Tuhan melukis langit dengan cat biru terang. Beberapa kapas putih ditempel acak membentuk awan yang melindungi dua anak adam yang duduk di pinggir danau dari teriknya sang surya. Kamera yang awalnya sibuk memotret diturunkan. Dua pasang netra itu saling memandang dalam hening.

“Ke Bogor? Katanya sore, ini masih siang.”

Justin menekuk kakinya lalu dipeluk. Memandangi kubangan air bervolume besar di hadapannya dengan pikiran melayang entah ke mana. Di dalam sana, mereka sibuk merangkai kata demi kata yang akan terucap untuk gadis di sampingnya. Menimbang segala reaksi dan resiko yang akan ia dapat setelahnya.

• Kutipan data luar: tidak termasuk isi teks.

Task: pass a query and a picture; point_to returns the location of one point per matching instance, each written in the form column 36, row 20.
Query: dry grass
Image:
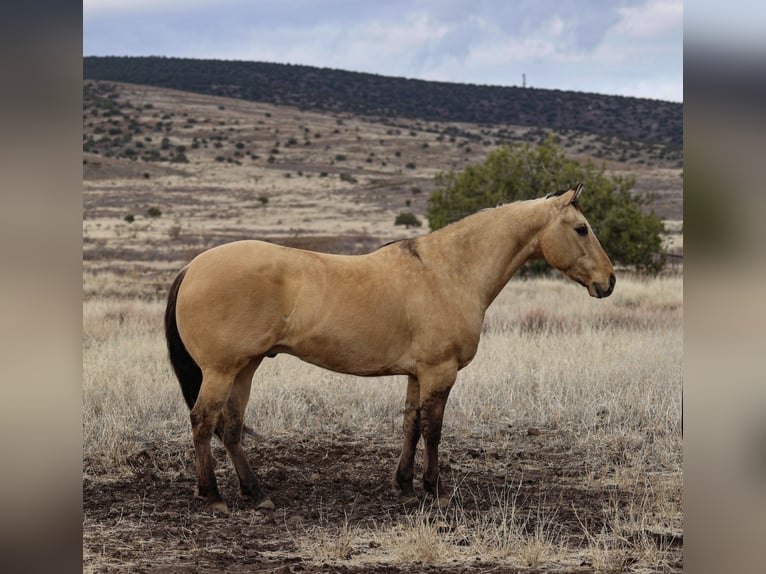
column 601, row 377
column 562, row 439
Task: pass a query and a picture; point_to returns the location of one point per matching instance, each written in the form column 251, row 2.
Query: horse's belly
column 353, row 356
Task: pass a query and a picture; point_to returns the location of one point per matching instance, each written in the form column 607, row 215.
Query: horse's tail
column 186, row 369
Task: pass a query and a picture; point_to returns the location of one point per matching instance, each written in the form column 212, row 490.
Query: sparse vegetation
column 522, row 172
column 408, row 219
column 552, row 462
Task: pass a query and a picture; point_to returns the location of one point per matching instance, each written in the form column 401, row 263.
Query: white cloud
column 98, row 7
column 651, row 19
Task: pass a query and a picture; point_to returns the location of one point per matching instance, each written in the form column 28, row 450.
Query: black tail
column 187, row 371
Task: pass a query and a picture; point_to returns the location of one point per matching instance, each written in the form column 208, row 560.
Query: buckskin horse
column 413, row 307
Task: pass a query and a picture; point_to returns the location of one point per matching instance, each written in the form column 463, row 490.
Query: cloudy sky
column 624, row 47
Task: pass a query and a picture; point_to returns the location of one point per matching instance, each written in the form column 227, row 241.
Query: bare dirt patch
column 336, row 512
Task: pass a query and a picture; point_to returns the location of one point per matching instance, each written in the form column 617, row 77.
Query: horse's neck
column 484, row 250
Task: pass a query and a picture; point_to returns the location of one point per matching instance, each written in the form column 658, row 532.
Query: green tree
column 629, row 232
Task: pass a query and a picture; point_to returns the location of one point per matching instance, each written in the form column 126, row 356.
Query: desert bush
column 629, row 235
column 408, row 219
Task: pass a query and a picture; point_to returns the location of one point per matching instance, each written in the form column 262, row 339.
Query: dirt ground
column 145, row 519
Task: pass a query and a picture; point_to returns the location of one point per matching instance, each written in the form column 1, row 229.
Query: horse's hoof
column 219, row 506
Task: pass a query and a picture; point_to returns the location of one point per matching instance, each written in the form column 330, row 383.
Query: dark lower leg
column 431, row 427
column 232, row 424
column 202, row 431
column 248, row 483
column 411, row 428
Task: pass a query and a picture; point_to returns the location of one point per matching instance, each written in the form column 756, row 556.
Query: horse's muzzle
column 600, row 291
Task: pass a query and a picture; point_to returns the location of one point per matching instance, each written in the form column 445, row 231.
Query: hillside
column 323, row 89
column 169, row 173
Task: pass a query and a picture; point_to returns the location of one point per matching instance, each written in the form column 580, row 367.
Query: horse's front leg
column 435, row 386
column 411, row 428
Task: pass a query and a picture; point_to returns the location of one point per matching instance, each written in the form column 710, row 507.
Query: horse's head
column 568, row 243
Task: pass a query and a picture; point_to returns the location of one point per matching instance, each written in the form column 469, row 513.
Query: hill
column 323, row 89
column 169, row 173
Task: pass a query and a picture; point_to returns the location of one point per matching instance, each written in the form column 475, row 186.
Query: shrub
column 629, row 235
column 408, row 219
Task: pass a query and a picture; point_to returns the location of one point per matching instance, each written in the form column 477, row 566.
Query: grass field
column 562, row 446
column 562, row 439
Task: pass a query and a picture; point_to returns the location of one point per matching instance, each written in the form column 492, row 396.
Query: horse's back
column 344, row 312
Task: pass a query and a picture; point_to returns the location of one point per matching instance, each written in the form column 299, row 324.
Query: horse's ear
column 578, row 191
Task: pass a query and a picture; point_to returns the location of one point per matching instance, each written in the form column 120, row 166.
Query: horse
column 412, row 307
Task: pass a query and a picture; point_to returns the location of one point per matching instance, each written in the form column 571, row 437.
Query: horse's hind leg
column 411, row 428
column 435, row 387
column 233, row 422
column 213, row 395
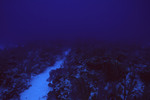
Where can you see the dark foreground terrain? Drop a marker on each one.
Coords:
(90, 71)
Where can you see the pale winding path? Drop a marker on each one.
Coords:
(40, 88)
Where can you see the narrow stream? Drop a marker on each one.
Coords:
(39, 84)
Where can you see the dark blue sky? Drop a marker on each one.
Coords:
(24, 20)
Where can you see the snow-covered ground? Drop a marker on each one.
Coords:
(40, 88)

Pemuda itu tampak menggeleng lemah. “Ke luar negeri.”

“Oh, mau liburan? Atau ada urusan lain?”

Hati pemuda itu makin tergores. Ini benar-benar akan menyakiti perasaan gadisnya. Haruskah ia pendam lagi sampai hari di mana ia pergi tiba? Bukankah lebih baik merasakan sakit sehari daripada harus berlarut jauh-jauh hari?

Namun Justin paham itu bukan cara yang terbaik. Ia ingin pamit dengan pantas. Ia ingin meninggalkan Freya dengan berbekal segudang cerita indah yang terkenang abadi dalam jiwa. Ia ingin rasa gelisahnya turut dirasakan gadisnya. Terdengar jahat mungkin, ia ingin Freya turut merasakan luka yang akan segera terjadi.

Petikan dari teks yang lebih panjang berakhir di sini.